May 5, 2010 at 2:09 pm
Many articles says that the Database Mirroring (with snapshot backup) is as good as replication.
So I want to see this for myself and I don't think so.
I am using sql server 2005. I setup the Database Mirroring and created a snapshot backup of the database mirroring since the database mirroring is not accessible.
when there is a change on the Principal partner, the Mirrored Partner gets the change.
However, the snapshot Database backup did not reflect the changes afterwards unless we re-create the snapshot backup, but then the user of the database snapshot gets disconnected.
If the snapshot is getting re-created and the user is in the middle of a transaction using the snapshot database, it will get knocked out. In Replication, the user never gets disconnected.

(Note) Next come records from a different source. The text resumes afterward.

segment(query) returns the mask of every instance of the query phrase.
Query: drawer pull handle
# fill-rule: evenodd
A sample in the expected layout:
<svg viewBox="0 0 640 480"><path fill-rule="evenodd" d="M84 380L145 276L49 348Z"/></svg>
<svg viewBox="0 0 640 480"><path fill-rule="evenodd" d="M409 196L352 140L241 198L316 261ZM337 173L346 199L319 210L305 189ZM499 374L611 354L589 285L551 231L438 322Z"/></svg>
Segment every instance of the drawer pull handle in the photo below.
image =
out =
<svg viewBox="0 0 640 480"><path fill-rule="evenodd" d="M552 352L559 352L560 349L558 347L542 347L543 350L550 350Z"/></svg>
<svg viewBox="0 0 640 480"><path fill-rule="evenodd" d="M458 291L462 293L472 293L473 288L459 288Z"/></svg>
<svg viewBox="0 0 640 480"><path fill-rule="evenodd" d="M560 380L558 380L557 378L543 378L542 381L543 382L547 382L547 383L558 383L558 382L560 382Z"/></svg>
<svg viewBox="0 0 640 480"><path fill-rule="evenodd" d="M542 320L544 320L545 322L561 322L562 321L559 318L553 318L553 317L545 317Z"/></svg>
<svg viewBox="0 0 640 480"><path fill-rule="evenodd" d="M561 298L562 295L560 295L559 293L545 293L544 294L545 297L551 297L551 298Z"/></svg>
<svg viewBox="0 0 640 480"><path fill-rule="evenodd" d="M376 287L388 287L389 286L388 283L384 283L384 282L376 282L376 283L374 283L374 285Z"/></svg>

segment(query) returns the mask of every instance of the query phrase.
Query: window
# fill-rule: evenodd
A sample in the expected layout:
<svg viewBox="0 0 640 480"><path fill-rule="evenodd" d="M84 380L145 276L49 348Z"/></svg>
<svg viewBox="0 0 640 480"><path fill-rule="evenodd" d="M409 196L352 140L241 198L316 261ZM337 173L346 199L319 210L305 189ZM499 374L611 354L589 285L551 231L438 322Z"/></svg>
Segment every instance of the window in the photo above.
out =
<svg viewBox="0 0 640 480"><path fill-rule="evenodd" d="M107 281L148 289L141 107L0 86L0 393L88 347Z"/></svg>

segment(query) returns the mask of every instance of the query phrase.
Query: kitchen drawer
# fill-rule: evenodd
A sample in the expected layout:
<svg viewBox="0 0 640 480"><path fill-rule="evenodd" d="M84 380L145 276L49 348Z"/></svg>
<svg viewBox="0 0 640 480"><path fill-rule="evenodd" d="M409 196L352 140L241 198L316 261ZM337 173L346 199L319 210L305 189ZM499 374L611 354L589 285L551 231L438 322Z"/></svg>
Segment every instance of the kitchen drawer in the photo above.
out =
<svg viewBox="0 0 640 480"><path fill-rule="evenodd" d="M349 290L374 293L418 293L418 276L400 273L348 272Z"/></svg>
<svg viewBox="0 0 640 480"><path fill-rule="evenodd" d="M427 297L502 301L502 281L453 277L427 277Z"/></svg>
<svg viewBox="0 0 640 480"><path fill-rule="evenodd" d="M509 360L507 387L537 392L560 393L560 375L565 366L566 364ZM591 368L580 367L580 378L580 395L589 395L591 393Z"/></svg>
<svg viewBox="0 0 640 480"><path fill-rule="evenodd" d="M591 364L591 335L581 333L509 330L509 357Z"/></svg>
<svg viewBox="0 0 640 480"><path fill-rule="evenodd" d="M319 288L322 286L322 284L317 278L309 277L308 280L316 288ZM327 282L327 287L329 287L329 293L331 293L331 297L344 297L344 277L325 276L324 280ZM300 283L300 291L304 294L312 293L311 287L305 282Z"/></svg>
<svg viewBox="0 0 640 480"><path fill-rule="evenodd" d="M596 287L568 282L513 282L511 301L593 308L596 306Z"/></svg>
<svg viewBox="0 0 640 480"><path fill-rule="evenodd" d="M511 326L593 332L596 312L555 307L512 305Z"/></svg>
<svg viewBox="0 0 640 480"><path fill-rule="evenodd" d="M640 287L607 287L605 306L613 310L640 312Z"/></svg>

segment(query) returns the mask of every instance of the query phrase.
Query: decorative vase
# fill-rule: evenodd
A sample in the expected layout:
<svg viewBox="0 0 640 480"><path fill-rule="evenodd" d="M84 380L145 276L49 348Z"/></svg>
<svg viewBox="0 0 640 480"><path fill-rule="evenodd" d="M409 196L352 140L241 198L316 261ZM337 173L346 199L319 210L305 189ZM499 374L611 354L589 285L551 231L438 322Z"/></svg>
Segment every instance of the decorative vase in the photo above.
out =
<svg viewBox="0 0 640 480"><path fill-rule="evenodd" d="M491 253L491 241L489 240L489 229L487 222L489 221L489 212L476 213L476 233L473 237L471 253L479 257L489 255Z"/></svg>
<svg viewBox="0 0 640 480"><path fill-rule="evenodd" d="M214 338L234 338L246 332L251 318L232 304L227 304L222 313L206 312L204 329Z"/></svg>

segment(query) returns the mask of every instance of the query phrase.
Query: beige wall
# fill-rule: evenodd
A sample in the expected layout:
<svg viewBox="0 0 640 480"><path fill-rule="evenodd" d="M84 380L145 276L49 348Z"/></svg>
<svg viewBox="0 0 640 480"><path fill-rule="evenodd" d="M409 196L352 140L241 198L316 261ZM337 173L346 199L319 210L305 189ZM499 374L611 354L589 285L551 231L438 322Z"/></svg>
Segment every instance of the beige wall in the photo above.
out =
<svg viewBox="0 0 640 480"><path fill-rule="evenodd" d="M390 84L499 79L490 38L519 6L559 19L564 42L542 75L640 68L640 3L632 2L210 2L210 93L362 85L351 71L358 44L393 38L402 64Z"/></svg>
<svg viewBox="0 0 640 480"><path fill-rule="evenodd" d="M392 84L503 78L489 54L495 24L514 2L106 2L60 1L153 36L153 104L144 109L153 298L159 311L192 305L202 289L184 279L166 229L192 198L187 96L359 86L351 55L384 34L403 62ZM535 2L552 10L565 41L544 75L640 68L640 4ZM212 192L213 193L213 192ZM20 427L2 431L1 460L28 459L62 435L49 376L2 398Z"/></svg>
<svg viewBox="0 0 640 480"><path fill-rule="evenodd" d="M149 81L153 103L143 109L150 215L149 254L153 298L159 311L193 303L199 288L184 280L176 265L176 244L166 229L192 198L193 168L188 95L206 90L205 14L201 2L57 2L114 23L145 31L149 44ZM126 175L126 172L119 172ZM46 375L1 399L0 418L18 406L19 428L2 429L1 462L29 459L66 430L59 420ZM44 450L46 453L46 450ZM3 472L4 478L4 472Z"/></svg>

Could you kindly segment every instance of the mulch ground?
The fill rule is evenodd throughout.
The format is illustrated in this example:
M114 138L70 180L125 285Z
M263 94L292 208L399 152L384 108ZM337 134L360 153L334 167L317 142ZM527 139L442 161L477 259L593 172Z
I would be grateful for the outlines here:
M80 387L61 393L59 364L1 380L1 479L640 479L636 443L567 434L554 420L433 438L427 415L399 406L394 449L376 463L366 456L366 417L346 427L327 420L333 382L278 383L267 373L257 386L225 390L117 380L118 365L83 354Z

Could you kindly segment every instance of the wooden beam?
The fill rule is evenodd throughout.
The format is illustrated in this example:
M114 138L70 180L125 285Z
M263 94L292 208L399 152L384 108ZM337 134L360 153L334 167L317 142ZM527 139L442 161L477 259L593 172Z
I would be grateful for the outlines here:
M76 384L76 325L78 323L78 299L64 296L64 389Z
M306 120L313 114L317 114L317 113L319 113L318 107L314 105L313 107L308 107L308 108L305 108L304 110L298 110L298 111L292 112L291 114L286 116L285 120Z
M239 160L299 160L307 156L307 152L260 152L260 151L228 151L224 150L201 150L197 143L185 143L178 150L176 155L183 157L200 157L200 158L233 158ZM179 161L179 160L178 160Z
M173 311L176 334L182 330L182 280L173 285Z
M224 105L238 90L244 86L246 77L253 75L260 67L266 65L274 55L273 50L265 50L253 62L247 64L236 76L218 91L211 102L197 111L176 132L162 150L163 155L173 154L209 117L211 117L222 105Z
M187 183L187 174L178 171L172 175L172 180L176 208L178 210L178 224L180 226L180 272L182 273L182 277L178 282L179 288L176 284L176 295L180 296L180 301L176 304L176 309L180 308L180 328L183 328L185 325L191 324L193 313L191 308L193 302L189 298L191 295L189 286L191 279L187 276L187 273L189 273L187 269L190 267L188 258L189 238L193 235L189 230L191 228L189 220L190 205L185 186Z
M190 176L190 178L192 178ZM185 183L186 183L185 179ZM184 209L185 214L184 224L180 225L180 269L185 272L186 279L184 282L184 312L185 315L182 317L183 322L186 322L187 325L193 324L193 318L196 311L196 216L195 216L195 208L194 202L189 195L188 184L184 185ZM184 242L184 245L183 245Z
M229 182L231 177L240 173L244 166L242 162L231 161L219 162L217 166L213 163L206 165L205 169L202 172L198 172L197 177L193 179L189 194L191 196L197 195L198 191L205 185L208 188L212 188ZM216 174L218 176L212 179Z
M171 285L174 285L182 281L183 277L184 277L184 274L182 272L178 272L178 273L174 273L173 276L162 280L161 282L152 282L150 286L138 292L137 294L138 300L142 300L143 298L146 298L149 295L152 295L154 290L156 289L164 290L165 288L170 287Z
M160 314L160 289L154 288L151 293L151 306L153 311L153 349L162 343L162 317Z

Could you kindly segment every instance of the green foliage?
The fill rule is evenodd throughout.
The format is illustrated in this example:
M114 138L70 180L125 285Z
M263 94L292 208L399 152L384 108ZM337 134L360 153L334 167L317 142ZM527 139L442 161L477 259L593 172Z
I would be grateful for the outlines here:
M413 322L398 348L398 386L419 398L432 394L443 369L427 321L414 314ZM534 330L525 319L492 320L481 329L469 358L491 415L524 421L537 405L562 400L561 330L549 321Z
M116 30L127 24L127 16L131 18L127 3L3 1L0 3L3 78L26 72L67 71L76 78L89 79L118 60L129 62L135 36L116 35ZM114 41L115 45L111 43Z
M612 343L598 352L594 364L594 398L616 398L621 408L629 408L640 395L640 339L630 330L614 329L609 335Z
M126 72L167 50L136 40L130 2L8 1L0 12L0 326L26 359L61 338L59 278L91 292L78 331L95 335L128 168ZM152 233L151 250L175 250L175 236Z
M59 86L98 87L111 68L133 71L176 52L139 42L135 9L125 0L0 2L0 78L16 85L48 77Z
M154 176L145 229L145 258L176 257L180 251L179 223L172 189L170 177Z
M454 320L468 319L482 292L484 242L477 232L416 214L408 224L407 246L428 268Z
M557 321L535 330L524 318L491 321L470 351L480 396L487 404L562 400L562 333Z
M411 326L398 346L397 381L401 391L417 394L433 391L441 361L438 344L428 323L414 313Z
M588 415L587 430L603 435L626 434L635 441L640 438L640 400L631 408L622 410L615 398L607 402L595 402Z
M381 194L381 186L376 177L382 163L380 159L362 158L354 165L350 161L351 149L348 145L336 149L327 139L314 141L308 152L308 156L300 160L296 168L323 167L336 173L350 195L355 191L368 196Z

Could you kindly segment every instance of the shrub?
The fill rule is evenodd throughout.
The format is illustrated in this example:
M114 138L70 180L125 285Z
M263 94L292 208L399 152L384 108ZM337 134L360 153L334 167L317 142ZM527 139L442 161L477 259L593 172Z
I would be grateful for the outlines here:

So I don't see how this is compatible to transaction Replication.
May 5, 2010 at 2:13 pm
A database snapshot is a point in time picture of the data. If you take a snapshot at 8:00 AM, you wont see any changes to the data that are made after 8:00 AM.
May 6, 2010 at 7:03 am
I think that the articles you are reading are missing the point a bit. At best, snapshot replication might be similar to mirroring plus a database snapshot.
Mirroring definitely does not give you any (near) real time access and it is not designed to do that.
As you have found, transactional replication does give you near real time access to data from a separate database. You could consider that database mirroring does apply all transactions from the source database to the mirror database. However, unless you are continuously re-creating snapshots, there is no way to get access to the data.
I suspect that the articles about mirroring must be using transactional replication as a metaphor for how the transactions get from the source database to the mirror but are not intending to imply that the data is accessible.